Mercredi 19 novembre à Odienné.
Ouais, parfois, le bâton prend et retourne très vite.
Il monte sur ses grands chevaux, fait et multiplie ses percées dans la foule et comme affolé, il terrasse ses clients qui l’avaient soit négligé ou nargué ou ignoré ou banalisé soit autre. Il n’a plus d’état d’âme. Il s’en fout que ses clients aient essayé de camoufler leurs errements d’antan à travers des actes tape-à-l’œil ou médiatiques ou d’habiller leurs pantalonnades de gestes de compensation.

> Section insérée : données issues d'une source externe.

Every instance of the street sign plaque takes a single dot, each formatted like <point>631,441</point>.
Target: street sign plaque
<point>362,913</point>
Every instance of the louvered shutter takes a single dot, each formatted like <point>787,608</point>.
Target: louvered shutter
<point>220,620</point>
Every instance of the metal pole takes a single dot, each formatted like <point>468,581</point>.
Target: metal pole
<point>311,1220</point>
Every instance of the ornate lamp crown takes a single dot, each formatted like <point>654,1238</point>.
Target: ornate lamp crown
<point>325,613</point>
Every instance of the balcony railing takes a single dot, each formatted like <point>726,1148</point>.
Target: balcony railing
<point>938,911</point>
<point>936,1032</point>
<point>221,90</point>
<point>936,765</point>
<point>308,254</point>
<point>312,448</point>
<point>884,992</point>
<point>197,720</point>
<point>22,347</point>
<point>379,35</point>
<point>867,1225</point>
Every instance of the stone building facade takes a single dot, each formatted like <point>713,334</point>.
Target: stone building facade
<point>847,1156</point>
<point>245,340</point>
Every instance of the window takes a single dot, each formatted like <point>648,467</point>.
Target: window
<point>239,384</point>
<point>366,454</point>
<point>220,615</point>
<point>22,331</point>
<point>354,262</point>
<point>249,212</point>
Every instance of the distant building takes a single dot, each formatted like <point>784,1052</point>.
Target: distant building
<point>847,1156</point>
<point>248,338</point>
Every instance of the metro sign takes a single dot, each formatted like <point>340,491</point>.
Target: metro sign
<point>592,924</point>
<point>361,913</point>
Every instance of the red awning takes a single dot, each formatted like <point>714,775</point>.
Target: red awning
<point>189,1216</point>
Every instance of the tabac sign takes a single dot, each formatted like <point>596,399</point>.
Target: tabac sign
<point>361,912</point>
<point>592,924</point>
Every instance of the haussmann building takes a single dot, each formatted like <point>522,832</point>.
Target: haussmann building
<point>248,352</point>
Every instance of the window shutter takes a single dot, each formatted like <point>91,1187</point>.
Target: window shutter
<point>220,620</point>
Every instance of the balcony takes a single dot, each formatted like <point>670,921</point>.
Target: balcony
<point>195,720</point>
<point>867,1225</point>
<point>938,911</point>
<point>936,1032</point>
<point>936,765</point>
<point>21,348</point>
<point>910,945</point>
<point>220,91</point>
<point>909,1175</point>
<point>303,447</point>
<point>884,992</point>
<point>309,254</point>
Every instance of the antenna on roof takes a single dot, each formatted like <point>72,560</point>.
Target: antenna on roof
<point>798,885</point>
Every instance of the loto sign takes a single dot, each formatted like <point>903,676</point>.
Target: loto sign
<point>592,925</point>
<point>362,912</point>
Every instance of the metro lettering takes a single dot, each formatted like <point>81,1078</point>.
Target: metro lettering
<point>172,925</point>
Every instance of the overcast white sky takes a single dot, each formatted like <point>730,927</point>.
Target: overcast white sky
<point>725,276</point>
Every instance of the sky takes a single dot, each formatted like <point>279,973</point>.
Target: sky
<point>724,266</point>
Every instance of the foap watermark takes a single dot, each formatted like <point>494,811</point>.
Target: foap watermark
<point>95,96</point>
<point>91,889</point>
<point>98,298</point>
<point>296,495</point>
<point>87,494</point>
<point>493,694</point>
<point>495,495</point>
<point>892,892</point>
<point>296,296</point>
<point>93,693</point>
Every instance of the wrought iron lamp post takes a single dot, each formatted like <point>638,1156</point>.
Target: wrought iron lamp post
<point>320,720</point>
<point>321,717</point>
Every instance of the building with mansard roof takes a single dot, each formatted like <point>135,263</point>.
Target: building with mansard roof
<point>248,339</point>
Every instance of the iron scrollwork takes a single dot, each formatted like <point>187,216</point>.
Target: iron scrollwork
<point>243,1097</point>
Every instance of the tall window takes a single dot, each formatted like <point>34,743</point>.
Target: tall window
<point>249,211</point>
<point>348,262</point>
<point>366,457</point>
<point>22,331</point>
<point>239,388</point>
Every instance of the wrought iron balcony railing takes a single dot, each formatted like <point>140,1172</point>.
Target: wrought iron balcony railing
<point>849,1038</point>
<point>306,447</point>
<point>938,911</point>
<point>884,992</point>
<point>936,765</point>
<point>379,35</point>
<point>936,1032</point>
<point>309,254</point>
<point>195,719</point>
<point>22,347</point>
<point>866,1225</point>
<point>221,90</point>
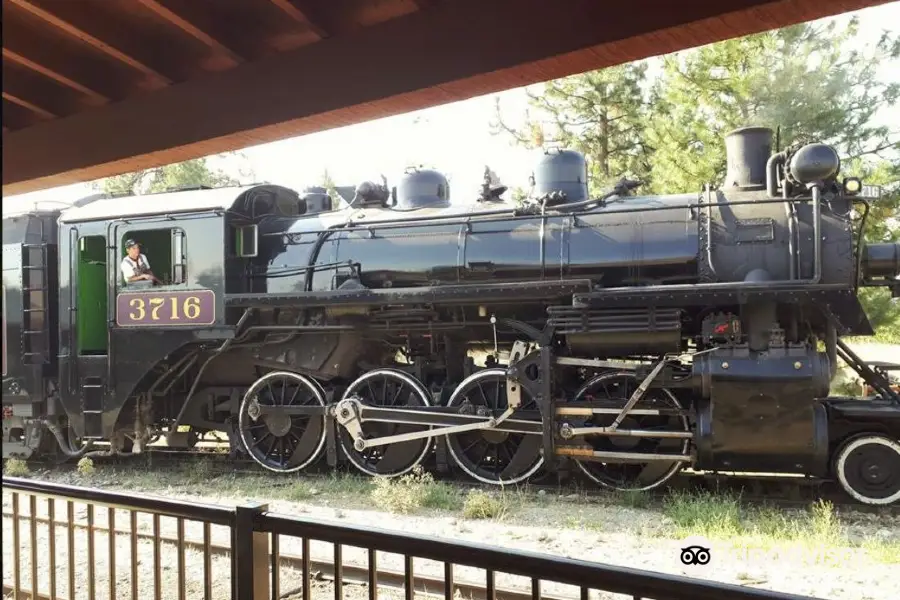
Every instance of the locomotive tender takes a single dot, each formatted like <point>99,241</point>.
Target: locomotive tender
<point>644,334</point>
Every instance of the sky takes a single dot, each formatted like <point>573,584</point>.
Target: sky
<point>454,139</point>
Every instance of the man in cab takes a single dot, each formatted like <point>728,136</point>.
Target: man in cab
<point>135,266</point>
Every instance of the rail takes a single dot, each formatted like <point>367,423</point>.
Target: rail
<point>248,556</point>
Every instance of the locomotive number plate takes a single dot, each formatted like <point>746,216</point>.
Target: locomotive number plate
<point>165,309</point>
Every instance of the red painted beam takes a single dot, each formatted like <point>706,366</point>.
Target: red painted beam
<point>454,50</point>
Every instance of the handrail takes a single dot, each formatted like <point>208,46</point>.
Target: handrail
<point>246,522</point>
<point>217,515</point>
<point>611,578</point>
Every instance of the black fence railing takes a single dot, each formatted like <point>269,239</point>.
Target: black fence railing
<point>161,549</point>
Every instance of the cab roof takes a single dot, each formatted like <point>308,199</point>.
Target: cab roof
<point>187,201</point>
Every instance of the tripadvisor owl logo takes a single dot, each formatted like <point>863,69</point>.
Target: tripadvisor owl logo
<point>694,551</point>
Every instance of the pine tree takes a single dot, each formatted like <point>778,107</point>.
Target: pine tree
<point>600,114</point>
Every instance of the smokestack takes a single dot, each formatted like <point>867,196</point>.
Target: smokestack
<point>747,150</point>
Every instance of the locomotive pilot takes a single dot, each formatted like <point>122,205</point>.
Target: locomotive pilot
<point>135,266</point>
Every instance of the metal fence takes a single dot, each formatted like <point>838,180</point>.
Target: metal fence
<point>61,539</point>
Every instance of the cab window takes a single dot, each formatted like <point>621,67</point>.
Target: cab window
<point>166,251</point>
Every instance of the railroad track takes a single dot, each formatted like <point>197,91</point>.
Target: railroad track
<point>776,490</point>
<point>318,569</point>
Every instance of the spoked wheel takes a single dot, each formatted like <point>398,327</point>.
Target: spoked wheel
<point>277,441</point>
<point>489,455</point>
<point>614,390</point>
<point>868,468</point>
<point>388,388</point>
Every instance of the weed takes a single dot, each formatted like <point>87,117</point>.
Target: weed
<point>16,467</point>
<point>86,467</point>
<point>704,514</point>
<point>723,517</point>
<point>298,491</point>
<point>633,499</point>
<point>883,551</point>
<point>482,505</point>
<point>415,490</point>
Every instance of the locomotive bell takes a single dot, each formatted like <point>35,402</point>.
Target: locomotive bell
<point>815,162</point>
<point>561,171</point>
<point>747,149</point>
<point>422,189</point>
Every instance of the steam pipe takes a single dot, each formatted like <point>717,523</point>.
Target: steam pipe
<point>217,352</point>
<point>771,173</point>
<point>831,346</point>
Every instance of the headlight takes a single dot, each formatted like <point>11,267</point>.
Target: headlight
<point>852,186</point>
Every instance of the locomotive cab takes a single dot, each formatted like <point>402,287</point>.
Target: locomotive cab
<point>29,326</point>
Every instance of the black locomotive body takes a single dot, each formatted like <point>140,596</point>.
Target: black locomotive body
<point>628,335</point>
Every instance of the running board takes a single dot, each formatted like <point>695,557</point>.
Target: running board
<point>873,377</point>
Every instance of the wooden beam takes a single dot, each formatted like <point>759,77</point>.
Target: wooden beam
<point>41,112</point>
<point>314,14</point>
<point>158,78</point>
<point>296,14</point>
<point>94,97</point>
<point>408,63</point>
<point>189,28</point>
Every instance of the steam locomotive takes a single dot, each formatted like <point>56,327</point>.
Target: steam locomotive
<point>626,336</point>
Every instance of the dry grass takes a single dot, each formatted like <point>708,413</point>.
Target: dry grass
<point>483,505</point>
<point>414,491</point>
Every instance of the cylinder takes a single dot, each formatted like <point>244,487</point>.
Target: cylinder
<point>881,260</point>
<point>561,171</point>
<point>422,189</point>
<point>747,150</point>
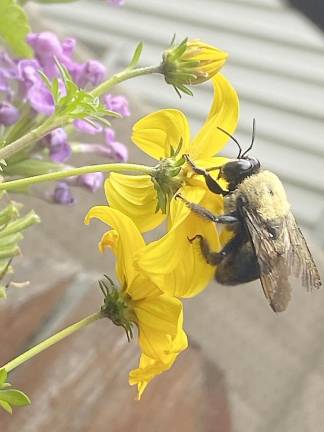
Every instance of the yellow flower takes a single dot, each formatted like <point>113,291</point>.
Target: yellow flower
<point>191,62</point>
<point>158,316</point>
<point>159,135</point>
<point>174,264</point>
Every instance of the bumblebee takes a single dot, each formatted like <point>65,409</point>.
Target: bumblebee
<point>267,243</point>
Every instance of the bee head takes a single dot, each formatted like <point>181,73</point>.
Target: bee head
<point>236,171</point>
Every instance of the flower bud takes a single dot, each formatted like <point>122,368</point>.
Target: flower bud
<point>59,148</point>
<point>45,44</point>
<point>191,62</point>
<point>117,104</point>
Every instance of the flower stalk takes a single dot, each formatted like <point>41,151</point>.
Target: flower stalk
<point>47,343</point>
<point>59,175</point>
<point>55,122</point>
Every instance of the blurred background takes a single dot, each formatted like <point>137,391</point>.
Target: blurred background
<point>247,369</point>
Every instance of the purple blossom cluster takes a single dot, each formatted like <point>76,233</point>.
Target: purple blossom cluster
<point>20,81</point>
<point>116,2</point>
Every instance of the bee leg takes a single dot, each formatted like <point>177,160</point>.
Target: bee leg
<point>211,183</point>
<point>206,214</point>
<point>215,258</point>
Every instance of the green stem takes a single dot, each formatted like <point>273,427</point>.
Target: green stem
<point>51,341</point>
<point>118,167</point>
<point>123,76</point>
<point>52,123</point>
<point>32,136</point>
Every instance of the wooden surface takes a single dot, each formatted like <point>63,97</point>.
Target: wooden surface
<point>81,384</point>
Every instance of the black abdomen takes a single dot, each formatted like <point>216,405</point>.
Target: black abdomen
<point>238,267</point>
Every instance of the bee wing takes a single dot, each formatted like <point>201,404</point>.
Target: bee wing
<point>271,256</point>
<point>281,251</point>
<point>299,258</point>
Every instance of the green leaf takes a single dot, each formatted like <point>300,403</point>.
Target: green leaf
<point>6,406</point>
<point>31,167</point>
<point>136,56</point>
<point>3,376</point>
<point>14,397</point>
<point>14,27</point>
<point>3,293</point>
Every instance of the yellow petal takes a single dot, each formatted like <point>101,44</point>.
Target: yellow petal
<point>224,113</point>
<point>163,256</point>
<point>160,131</point>
<point>147,370</point>
<point>125,240</point>
<point>136,197</point>
<point>149,367</point>
<point>175,264</point>
<point>158,323</point>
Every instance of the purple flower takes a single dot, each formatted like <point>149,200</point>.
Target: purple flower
<point>7,65</point>
<point>68,46</point>
<point>62,194</point>
<point>91,181</point>
<point>117,104</point>
<point>86,127</point>
<point>41,99</point>
<point>116,2</point>
<point>4,84</point>
<point>28,72</point>
<point>8,72</point>
<point>92,72</point>
<point>59,148</point>
<point>109,135</point>
<point>8,114</point>
<point>119,150</point>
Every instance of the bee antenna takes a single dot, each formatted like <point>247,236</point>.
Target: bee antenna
<point>252,141</point>
<point>234,139</point>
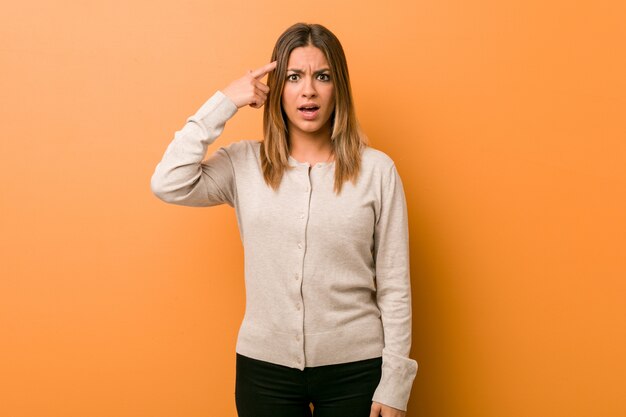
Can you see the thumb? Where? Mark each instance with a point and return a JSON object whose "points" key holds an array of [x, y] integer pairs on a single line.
{"points": [[375, 412]]}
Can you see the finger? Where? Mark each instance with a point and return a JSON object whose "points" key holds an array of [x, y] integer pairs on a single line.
{"points": [[260, 94], [257, 101], [260, 72], [262, 87]]}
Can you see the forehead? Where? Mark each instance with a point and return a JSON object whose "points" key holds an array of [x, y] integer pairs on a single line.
{"points": [[307, 56]]}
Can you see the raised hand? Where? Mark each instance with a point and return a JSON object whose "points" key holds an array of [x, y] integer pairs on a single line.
{"points": [[249, 90]]}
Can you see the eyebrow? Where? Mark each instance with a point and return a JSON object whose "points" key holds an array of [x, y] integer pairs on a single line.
{"points": [[299, 71]]}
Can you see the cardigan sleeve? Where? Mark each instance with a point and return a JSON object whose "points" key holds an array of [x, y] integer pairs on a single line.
{"points": [[182, 177], [393, 294]]}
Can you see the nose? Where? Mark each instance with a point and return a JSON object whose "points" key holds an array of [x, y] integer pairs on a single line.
{"points": [[308, 89]]}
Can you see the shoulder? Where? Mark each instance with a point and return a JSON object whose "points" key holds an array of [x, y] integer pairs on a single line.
{"points": [[242, 149], [377, 161]]}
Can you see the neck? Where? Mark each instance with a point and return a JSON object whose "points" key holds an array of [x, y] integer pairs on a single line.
{"points": [[310, 146]]}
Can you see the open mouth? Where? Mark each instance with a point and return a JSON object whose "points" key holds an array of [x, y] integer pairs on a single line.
{"points": [[309, 109]]}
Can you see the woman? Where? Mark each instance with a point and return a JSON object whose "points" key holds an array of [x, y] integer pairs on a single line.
{"points": [[323, 221]]}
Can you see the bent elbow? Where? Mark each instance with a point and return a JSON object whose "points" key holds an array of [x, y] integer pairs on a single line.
{"points": [[159, 189]]}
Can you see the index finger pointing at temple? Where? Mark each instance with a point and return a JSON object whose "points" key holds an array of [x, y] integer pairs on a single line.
{"points": [[260, 72]]}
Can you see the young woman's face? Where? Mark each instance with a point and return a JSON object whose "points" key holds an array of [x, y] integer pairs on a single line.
{"points": [[308, 97]]}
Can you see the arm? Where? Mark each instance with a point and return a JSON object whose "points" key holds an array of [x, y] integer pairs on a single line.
{"points": [[181, 177], [393, 294]]}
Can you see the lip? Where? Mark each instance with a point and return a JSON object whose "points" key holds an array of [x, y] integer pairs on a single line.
{"points": [[309, 115]]}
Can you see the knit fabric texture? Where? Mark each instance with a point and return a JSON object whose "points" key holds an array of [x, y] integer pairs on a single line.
{"points": [[327, 276]]}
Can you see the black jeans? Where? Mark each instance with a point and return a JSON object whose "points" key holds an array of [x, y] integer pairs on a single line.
{"points": [[264, 389]]}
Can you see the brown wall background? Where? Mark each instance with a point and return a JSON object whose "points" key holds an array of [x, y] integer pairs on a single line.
{"points": [[507, 121]]}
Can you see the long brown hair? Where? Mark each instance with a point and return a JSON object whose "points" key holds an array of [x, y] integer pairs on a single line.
{"points": [[347, 139]]}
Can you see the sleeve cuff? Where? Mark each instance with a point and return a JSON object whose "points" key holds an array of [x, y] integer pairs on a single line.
{"points": [[398, 373], [214, 112]]}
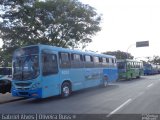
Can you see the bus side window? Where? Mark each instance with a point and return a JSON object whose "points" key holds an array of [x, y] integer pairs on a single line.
{"points": [[89, 61], [64, 58], [96, 62], [76, 61], [49, 63]]}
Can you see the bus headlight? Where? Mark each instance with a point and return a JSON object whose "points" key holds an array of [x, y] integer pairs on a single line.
{"points": [[35, 86]]}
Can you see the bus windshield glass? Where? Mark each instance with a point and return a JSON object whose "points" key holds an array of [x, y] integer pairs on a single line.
{"points": [[121, 65], [5, 71], [25, 63]]}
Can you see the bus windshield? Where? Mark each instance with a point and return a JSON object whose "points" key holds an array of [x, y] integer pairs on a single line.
{"points": [[25, 64], [5, 71], [121, 65]]}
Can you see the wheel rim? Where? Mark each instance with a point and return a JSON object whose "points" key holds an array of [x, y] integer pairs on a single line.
{"points": [[66, 91]]}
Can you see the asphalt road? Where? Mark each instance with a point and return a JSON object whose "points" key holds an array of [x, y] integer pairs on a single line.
{"points": [[137, 96]]}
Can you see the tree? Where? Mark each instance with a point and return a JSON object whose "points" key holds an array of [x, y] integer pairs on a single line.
{"points": [[155, 60], [65, 23], [119, 54]]}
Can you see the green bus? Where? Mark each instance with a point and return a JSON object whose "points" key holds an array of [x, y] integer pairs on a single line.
{"points": [[128, 69]]}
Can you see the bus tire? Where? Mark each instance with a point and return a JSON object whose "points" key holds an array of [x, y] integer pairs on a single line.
{"points": [[65, 90], [105, 81]]}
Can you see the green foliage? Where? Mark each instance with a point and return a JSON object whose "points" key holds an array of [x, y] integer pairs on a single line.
{"points": [[65, 23], [120, 54], [155, 60]]}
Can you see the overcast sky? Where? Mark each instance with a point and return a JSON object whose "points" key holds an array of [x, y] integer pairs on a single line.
{"points": [[124, 23]]}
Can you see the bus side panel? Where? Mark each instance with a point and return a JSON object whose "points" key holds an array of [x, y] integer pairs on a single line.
{"points": [[77, 78], [93, 77], [50, 85], [111, 73]]}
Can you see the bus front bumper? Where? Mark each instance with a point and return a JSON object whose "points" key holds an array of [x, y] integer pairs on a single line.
{"points": [[37, 93]]}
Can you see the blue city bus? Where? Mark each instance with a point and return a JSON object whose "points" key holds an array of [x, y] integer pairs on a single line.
{"points": [[151, 69], [41, 71]]}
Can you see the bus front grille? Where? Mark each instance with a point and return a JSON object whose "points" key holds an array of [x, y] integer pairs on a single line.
{"points": [[23, 84], [23, 93]]}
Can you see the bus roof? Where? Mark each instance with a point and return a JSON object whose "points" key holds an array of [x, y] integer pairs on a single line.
{"points": [[127, 60], [69, 50]]}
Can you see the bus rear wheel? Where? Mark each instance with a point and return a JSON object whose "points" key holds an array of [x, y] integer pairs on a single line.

Le bâton n’oublie pas, ne s’enivre pas.
Personne ne se réjouit normalement des malheurs d’autrui. Cependant, personne ne se brûle pour autant les doigts parce que le bâton est en est train de corriger ses clients.
Il suffit à l’être humain de posséder quelque parcelle de pouvoir, de fortune, de position sociale…pour poser des actes incompréhensibles. Il n’a d’ailleurs pas le temps de chercher à savoir quelles sont les conséquences de ses dérapages.
Le bâton le lui rappellera. Surtout au moment où l’hiver est présent et le printemps si loin!
Avant-hier par exemple, nous parlions des bandits de grand chemin dans la filière agricole, des simples pisteurs aux grands manitous en passant par les acheteurs. Nous parlions de comment finissaient ces gens qui, pendant longtemps, volaient les masses paysannes.
De ces politiques inutiles qui font broyer du noir autour d’eux et qui pensent être assez futés. Le malheur est d’ailleurs que les fourbes sont qualifiés de grands politiciens sous nos cieux !
On voit souvent des chefs de service, des galonnés, des dépositaires de signatures…qui s’adonnent à ces dérapages sans merci.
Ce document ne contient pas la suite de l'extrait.